McCain’s Health/Tax Plan Scrutinized

The Dallas Morning News has a look at McCain’s proposal to tax employer health benefits as income. It’s just the start of the publicity this will get, I think. It’s also the kind of thing that can turn an election.

North Texas employers are not saying they would drop employee coverage altogether if Mr. McCain’s plan were enacted.

But some do say the plan, which Mr. McCain detailed in July, would encourage young and healthy workers to forgo company coverage, purchasing insurance on their own rather than paying income taxes on the benefit. That would leave employers with only the costly sick workers to insure.

And that, they said, could eventually lead to the death of company-provided health plans.

Health care economics is an almost impenetrable morass, but the debate starts with risk pools. You need healthy people in the pool to balance out the costs paying for the sick.

Bob Queyrouze, who oversees benefits for 1,200 workers at the Federal Reserve Bank of Dallas, calls Mr. McCain’s plan “radical.” “Long term, it would be destructive to the system,” Mr. Queyrouze said.

He adds that he doesn’t think the health insurance industry could respond quickly enough to handle a large influx of individuals looking to buy their own, more affordable policies.

I’m not exactly seeing that myself. These companies are bureaucratic. They don’t turn on a dime.

McCain supporters say the tax credits were intentionally set lower than the amount typically spent on employer-provided health plans. That is to encourage individuals as well as employers to shop for less expensive policies, said John Goodman, president of the Dallas-based National Center for Policy Analysis, a conservative think tank, and a health policy adviser to Mr. McCain’s campaign.

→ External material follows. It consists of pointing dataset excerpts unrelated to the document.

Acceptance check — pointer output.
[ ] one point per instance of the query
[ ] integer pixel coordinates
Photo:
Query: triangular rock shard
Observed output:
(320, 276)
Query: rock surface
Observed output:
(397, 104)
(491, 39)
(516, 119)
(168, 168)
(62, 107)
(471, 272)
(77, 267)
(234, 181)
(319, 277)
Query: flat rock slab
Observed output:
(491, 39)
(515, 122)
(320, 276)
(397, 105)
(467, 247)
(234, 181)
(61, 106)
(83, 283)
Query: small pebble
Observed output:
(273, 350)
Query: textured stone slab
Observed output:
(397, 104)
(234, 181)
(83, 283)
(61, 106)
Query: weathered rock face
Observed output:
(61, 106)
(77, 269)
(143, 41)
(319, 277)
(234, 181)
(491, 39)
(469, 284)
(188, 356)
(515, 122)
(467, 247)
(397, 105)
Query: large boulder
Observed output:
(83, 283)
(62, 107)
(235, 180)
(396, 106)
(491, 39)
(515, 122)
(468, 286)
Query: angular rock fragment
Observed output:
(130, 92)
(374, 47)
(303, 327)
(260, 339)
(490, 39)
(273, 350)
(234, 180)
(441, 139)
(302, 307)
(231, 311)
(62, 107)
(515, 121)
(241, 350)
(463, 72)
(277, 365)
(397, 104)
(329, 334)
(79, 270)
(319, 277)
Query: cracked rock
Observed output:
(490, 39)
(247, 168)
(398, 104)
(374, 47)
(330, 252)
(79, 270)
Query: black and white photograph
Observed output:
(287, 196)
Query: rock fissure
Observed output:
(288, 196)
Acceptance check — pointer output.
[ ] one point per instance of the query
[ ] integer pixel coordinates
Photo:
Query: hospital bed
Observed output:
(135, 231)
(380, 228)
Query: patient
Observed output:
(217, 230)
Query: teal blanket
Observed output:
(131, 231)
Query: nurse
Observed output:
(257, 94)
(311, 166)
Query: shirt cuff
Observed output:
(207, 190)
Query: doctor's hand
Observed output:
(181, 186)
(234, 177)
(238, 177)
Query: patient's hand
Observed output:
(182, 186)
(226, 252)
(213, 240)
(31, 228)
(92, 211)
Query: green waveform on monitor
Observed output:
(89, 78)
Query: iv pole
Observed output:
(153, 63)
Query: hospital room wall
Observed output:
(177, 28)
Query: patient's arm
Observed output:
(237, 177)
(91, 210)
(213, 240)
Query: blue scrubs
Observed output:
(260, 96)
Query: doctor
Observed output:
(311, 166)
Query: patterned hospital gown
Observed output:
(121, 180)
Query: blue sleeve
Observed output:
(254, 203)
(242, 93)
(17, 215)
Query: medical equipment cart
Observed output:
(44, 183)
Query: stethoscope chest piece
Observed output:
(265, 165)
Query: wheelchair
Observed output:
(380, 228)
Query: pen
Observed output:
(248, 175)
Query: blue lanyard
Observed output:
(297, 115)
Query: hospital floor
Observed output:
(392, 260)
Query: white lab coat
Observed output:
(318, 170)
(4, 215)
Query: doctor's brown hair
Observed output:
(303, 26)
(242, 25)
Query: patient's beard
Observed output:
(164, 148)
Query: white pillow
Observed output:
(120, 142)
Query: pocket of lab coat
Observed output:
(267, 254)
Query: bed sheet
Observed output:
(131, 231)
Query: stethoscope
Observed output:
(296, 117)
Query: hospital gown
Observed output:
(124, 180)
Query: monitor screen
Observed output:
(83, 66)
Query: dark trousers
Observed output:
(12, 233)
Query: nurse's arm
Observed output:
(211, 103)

This would help rein in the nation’s ballooning health care costs, Mr. Goodman argued.

Some of the inflation in the health care market clearly is happening because too much money is chasing too few services. But only some, and while I get the theory, in practice there’d be a lot of short- and medium-term pain as people go through the transition.

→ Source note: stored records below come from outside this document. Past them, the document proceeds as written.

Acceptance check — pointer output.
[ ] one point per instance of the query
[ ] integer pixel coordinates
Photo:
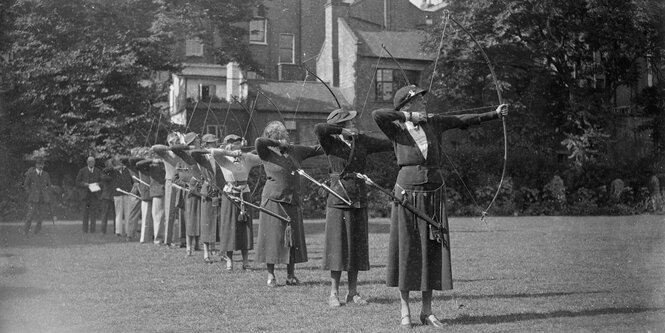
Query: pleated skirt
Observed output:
(193, 216)
(416, 262)
(209, 221)
(270, 246)
(346, 240)
(234, 234)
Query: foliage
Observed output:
(548, 56)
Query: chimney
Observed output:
(334, 10)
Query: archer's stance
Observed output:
(281, 242)
(416, 260)
(346, 246)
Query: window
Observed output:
(217, 130)
(193, 47)
(286, 48)
(389, 80)
(292, 129)
(257, 30)
(206, 92)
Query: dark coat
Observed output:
(85, 177)
(347, 160)
(38, 187)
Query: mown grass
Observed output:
(526, 274)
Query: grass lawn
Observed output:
(523, 274)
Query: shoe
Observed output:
(292, 281)
(229, 264)
(431, 319)
(272, 282)
(333, 301)
(405, 322)
(355, 299)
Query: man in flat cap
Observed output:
(37, 184)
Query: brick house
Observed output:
(341, 41)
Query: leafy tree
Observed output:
(82, 77)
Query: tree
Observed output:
(559, 62)
(83, 72)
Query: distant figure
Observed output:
(106, 198)
(88, 179)
(37, 184)
(123, 202)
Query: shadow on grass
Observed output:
(312, 228)
(514, 317)
(510, 296)
(7, 293)
(58, 236)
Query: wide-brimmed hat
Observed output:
(340, 116)
(209, 138)
(231, 138)
(189, 137)
(405, 94)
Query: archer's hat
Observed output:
(231, 138)
(405, 94)
(189, 138)
(210, 138)
(340, 116)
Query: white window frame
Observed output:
(212, 91)
(293, 48)
(217, 130)
(193, 47)
(265, 31)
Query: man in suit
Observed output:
(88, 179)
(37, 184)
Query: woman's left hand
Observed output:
(502, 110)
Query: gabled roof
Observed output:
(401, 44)
(290, 96)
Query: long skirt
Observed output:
(193, 215)
(270, 246)
(346, 245)
(209, 220)
(415, 261)
(234, 234)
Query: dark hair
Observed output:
(276, 130)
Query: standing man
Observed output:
(88, 179)
(122, 201)
(37, 184)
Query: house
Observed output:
(338, 41)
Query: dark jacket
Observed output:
(347, 160)
(38, 187)
(85, 177)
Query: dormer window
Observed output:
(258, 27)
(193, 47)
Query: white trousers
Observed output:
(158, 219)
(146, 221)
(123, 223)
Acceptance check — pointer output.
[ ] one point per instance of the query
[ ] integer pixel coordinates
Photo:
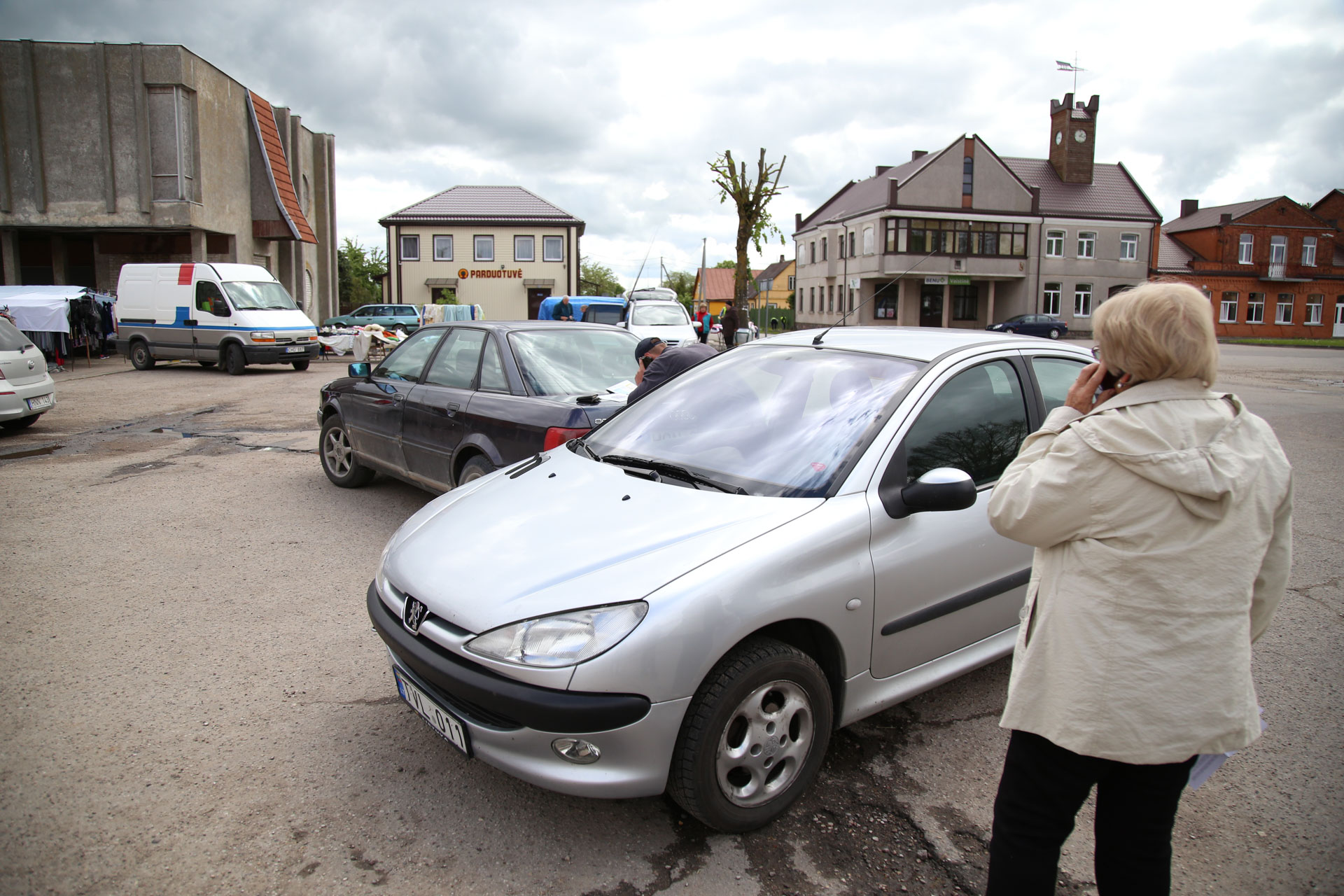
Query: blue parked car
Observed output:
(1032, 326)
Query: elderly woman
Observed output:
(1160, 514)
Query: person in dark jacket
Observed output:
(730, 326)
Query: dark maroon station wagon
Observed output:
(458, 400)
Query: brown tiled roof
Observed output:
(1210, 216)
(1172, 257)
(479, 204)
(1112, 194)
(265, 120)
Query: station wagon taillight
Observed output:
(559, 435)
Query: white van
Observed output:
(213, 314)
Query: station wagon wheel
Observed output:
(140, 356)
(753, 738)
(339, 461)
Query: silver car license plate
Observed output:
(438, 719)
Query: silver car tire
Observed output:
(753, 738)
(337, 456)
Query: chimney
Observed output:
(1073, 139)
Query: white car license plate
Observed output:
(438, 719)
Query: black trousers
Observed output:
(1042, 789)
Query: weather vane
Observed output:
(1065, 66)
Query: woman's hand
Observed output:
(1082, 394)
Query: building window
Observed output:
(1054, 244)
(1256, 308)
(961, 237)
(1086, 244)
(1082, 300)
(553, 248)
(1313, 309)
(172, 147)
(1051, 300)
(1284, 311)
(965, 302)
(1310, 251)
(1277, 250)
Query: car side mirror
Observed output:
(944, 488)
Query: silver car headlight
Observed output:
(561, 640)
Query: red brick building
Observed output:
(1269, 266)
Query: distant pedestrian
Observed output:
(729, 321)
(706, 321)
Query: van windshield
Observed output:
(253, 295)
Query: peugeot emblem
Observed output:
(413, 614)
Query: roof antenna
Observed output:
(875, 293)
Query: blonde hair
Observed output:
(1156, 331)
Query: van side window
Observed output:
(206, 296)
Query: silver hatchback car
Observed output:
(792, 539)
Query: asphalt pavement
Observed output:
(195, 703)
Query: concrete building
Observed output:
(502, 248)
(967, 238)
(118, 153)
(1269, 266)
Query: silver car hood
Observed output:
(568, 533)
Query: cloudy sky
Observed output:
(612, 109)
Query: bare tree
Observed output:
(750, 198)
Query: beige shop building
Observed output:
(502, 248)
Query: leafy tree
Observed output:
(750, 199)
(359, 274)
(598, 280)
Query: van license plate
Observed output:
(438, 719)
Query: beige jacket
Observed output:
(1163, 531)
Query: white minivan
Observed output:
(213, 314)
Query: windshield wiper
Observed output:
(671, 469)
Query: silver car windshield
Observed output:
(659, 316)
(774, 421)
(574, 362)
(252, 295)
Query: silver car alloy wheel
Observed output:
(336, 451)
(765, 743)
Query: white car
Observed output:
(27, 391)
(664, 318)
(793, 538)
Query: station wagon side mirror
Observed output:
(944, 488)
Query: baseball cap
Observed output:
(647, 344)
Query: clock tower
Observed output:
(1073, 136)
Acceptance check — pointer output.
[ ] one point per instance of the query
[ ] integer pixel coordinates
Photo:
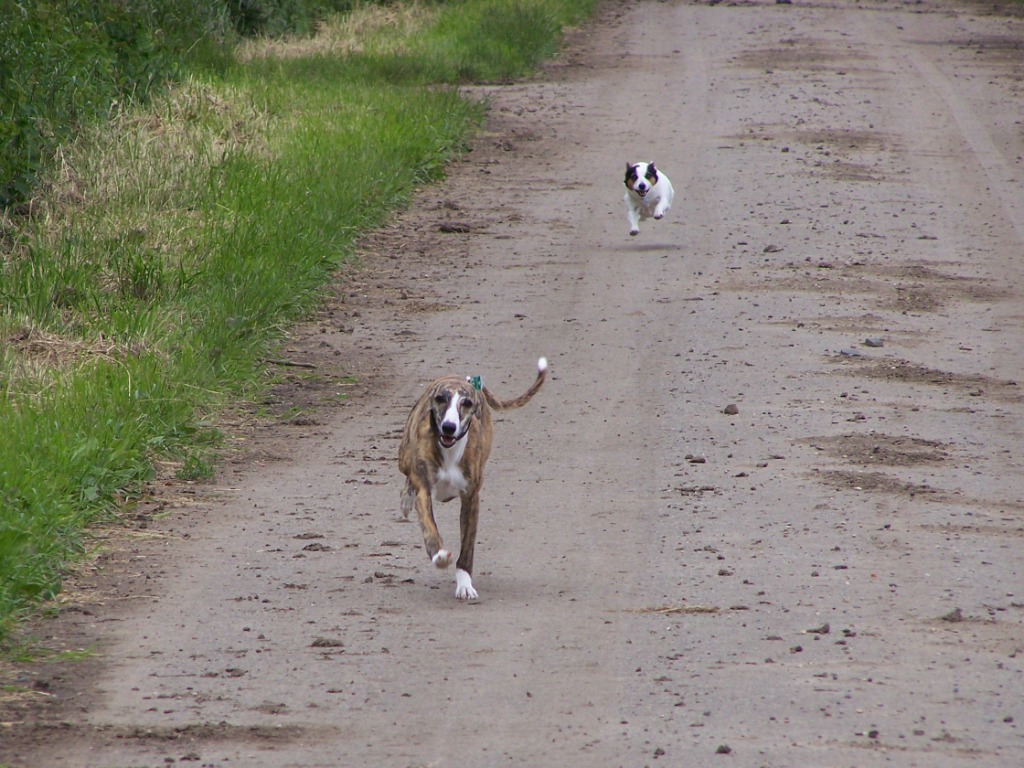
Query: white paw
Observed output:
(441, 559)
(464, 586)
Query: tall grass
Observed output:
(176, 242)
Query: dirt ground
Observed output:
(768, 509)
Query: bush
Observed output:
(64, 62)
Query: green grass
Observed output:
(176, 243)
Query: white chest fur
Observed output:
(451, 481)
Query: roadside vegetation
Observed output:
(165, 221)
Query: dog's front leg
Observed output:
(662, 207)
(420, 481)
(464, 567)
(633, 214)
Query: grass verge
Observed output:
(175, 243)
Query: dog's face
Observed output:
(453, 404)
(641, 177)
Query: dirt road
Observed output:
(832, 573)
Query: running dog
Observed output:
(648, 193)
(444, 445)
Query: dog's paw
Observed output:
(464, 586)
(441, 559)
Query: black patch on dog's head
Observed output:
(631, 175)
(440, 400)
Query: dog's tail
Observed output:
(522, 399)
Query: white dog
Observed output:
(648, 193)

The tax credit “would not subsidize bells and whistles [marriage counseling, acupuncture, etc.] as the current system does,” Mr. Goodman said in an e-mail.

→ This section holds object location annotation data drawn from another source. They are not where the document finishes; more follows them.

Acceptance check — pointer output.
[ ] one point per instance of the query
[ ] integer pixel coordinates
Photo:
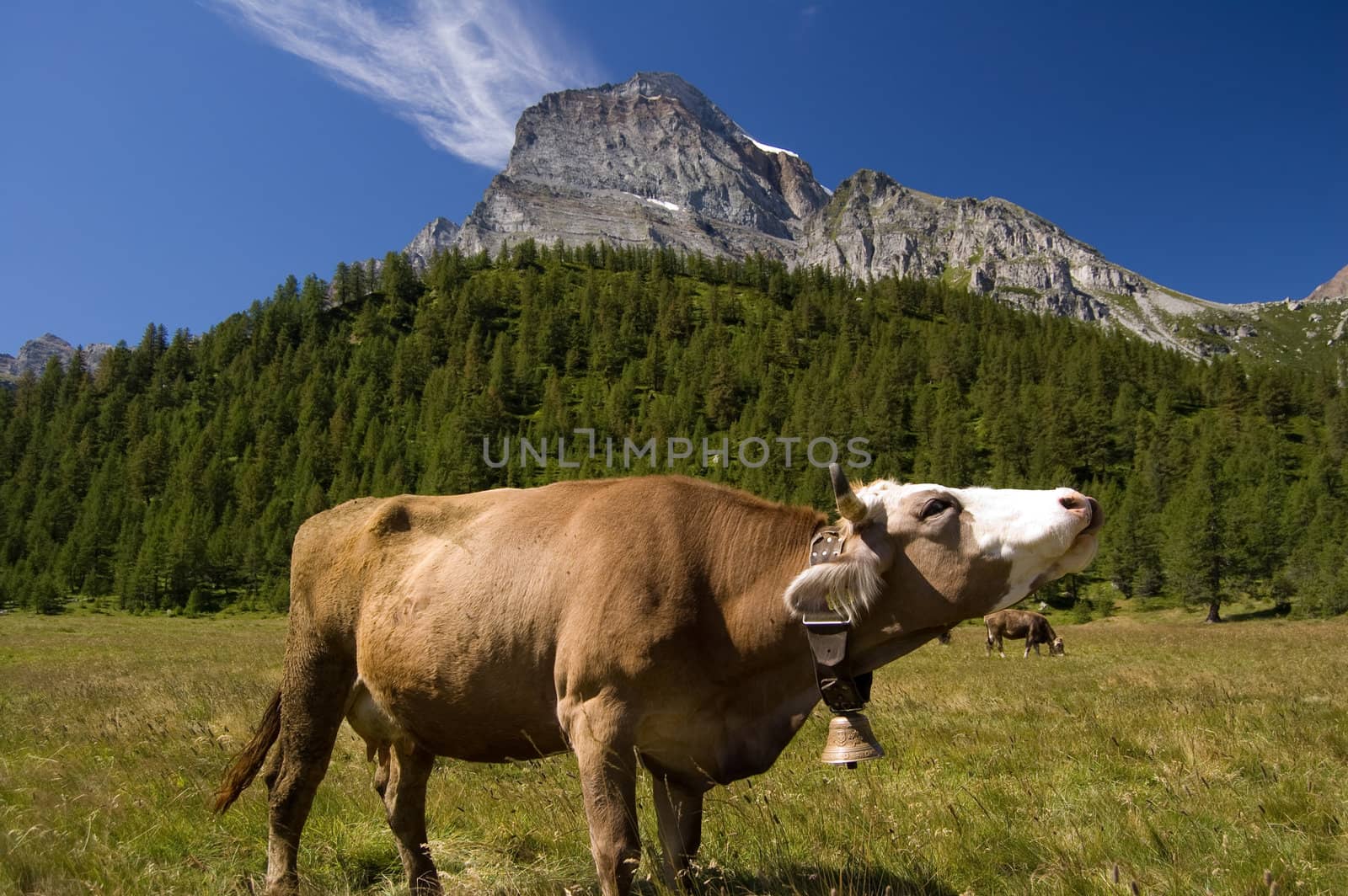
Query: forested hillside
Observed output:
(177, 475)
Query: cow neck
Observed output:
(772, 549)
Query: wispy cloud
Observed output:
(462, 71)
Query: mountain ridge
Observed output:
(654, 162)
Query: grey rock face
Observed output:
(1335, 289)
(649, 162)
(653, 162)
(437, 236)
(34, 355)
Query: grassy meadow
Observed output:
(1159, 756)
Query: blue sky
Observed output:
(170, 162)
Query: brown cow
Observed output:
(650, 620)
(1017, 624)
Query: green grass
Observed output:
(1190, 758)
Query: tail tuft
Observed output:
(246, 765)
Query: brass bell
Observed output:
(849, 741)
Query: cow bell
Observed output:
(849, 741)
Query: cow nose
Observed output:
(1075, 502)
(1087, 507)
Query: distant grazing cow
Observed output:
(1017, 624)
(650, 620)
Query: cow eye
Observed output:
(933, 509)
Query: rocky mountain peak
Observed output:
(650, 161)
(35, 354)
(1335, 287)
(653, 162)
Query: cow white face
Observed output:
(933, 546)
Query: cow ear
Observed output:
(853, 579)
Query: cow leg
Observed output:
(313, 698)
(401, 781)
(678, 810)
(608, 781)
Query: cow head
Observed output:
(927, 556)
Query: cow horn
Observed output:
(849, 505)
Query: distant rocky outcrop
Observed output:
(1332, 290)
(437, 236)
(649, 162)
(35, 354)
(653, 162)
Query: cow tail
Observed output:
(247, 763)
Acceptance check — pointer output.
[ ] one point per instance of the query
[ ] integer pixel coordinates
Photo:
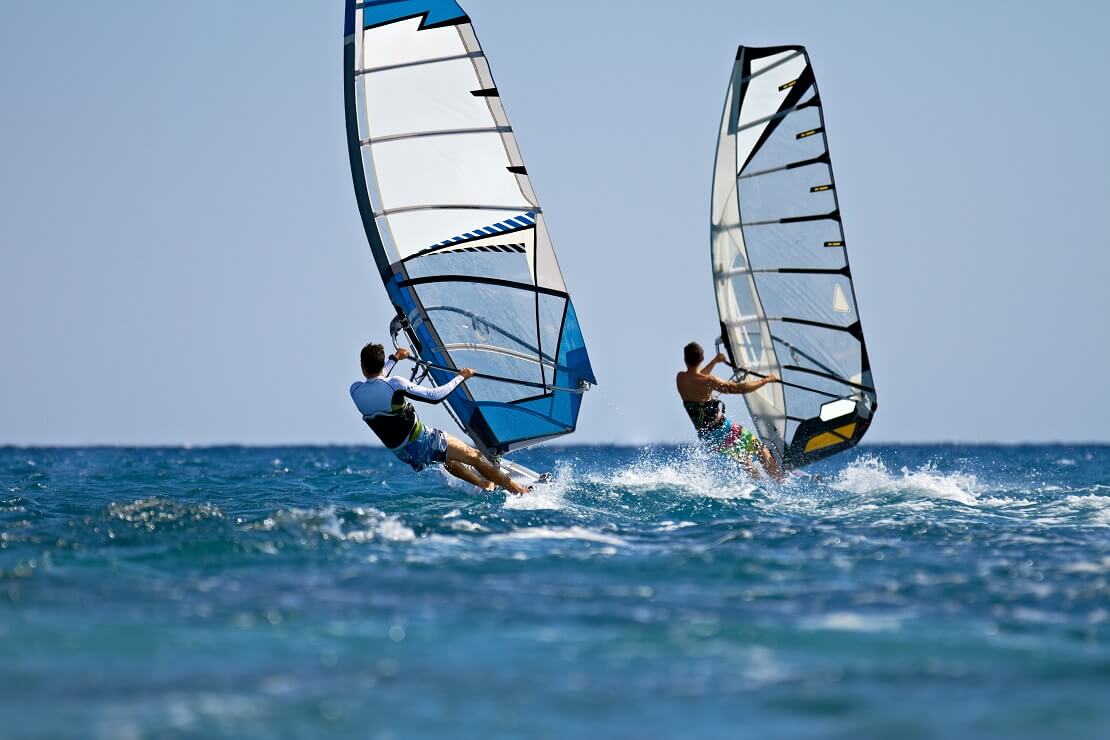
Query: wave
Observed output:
(869, 476)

I don’t know what kind of health plan this guy has, but mine doesn’t cover any of that.

Lawrence Louie, a 40-year-old Plano telecommunications worker, is one of those. He doubts the McCain tax credit will be large enough to buy insurance on the open market for himself and his wife.

“Basically, I would be forced to choose between paying the increased taxes [on the company-paid premium], or pay at least $4,000 out-of-pocket per year for private insurance, after adjusting for the value of the tax credit,” he said.

“Anyone with good insurance is not going to find this acceptable.”